Which reminds me of another thing I always found so cute… hearing people Sssssssst! away the animals, usually ducks, or pigs. Remarkably, a vast majority of the livestock were free range. So they were getting into everything, in the shops, munching on produce when people weren’t looking, crossing the road, checking me out. So big pigs lied about with their piglets scurrying around adorably, usually within oinks-distance of momma. Ducks waddled across the street, adding to the traffic of whom the oblivious dogs, without a care in the world, comprised the majority. Cows fed along the road, on the river banks, and in the corn and rice fields. Roosters, chickens, turkeys, and their chicks could be found in every yard, tweeting, clucking, and chattering (from well before sunrise) until sunset, to keep together I guess? I think it’s funny how I describe everyone in the road, cuz that’s where I was most of the time, as endless farm land surrounded me always.

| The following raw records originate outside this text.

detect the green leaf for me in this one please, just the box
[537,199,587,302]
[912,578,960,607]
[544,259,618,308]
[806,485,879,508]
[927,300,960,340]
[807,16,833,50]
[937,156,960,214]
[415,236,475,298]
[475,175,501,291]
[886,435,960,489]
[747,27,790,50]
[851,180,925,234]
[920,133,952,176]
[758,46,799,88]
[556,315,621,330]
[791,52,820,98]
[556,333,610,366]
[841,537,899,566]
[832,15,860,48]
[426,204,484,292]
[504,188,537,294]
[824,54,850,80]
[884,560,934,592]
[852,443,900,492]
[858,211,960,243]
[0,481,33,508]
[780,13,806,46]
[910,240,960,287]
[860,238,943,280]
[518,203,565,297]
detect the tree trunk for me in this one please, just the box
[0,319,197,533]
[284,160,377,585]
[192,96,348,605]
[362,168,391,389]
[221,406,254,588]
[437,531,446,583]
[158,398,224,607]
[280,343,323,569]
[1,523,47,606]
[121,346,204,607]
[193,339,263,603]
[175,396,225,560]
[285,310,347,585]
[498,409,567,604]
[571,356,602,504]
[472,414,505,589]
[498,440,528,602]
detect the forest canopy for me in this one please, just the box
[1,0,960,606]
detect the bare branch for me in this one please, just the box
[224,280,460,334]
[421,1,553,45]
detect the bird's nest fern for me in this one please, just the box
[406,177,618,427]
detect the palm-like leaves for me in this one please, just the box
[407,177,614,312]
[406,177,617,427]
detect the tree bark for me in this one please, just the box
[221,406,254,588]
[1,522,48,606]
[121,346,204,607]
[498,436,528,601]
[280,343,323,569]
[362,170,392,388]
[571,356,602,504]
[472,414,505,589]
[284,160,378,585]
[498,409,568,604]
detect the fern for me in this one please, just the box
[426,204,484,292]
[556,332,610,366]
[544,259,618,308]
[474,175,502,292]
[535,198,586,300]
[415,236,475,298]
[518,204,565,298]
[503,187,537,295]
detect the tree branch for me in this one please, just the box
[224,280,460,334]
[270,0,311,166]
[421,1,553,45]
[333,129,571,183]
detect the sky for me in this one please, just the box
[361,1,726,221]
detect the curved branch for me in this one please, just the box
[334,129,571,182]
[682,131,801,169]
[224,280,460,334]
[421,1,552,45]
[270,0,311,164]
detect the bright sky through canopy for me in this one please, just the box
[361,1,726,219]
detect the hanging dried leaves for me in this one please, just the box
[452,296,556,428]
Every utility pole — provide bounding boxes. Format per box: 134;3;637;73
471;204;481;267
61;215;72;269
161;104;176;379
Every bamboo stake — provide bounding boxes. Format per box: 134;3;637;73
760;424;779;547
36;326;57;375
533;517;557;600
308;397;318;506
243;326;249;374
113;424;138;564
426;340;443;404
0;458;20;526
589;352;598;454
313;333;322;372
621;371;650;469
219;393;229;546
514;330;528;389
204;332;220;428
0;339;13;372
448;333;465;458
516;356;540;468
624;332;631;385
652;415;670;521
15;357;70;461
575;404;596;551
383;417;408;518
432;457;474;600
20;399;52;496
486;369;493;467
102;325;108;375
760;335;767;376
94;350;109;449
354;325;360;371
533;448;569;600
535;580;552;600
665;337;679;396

But they were often in the road, where all the action (and trash) is, lucky for me!
Another priceless aspect of everyday life was people poking around in your yard, so you see some kid outside your kitchen window in the garden, and you ask him what’s up and he’s looking for his chicken. And there he is! Next he’s taking off back home with the bird under his arm like he’s making a touchdown run. I saw this ALL the time, always some kid or boy or man making a mad dash with his chicken. So funny.
It’s too bad that vegetarianism is virtually non-existent in Laos, but at least the animals get to lead care-free, natural lives until their untimely fates. Another sad thing is that some of these happy dogs end up on the dinner table. Yep, they eat dog (in all the SE Asian countries). I saw one in the market on the butcher block, and it freaked me out on par with seeing the barbecued turtle in Cambodia. But that’s life in the animal kingdom, I suppose. It actually got me thinking… Every week thousands of dogs are euthanized in the USA. It’s so sad, so many would-be best friends going into the gas chamber or lethally injected, and then what? Maybe they’re buried, or more likely they’re burned. What a waste. (The real problem is the pet industry, and all the nitwit people who lose-interest, neglect, and discard animals without the respect and right to life that an earthly-being deserves… but that’s another topic altogether.) Anyway, the Asians EAT them. We just throw them away. That’s food for thought.
On that note, love thy animals, and please take a moment to consider their journey in this world to your dinner plate (or to your local pound). It’s not all bad, but much of it is, and it’s easy to stop the suffering by being accountable for your choices and consumption. Or you can just say No to reduce and eliminate your demand on the system.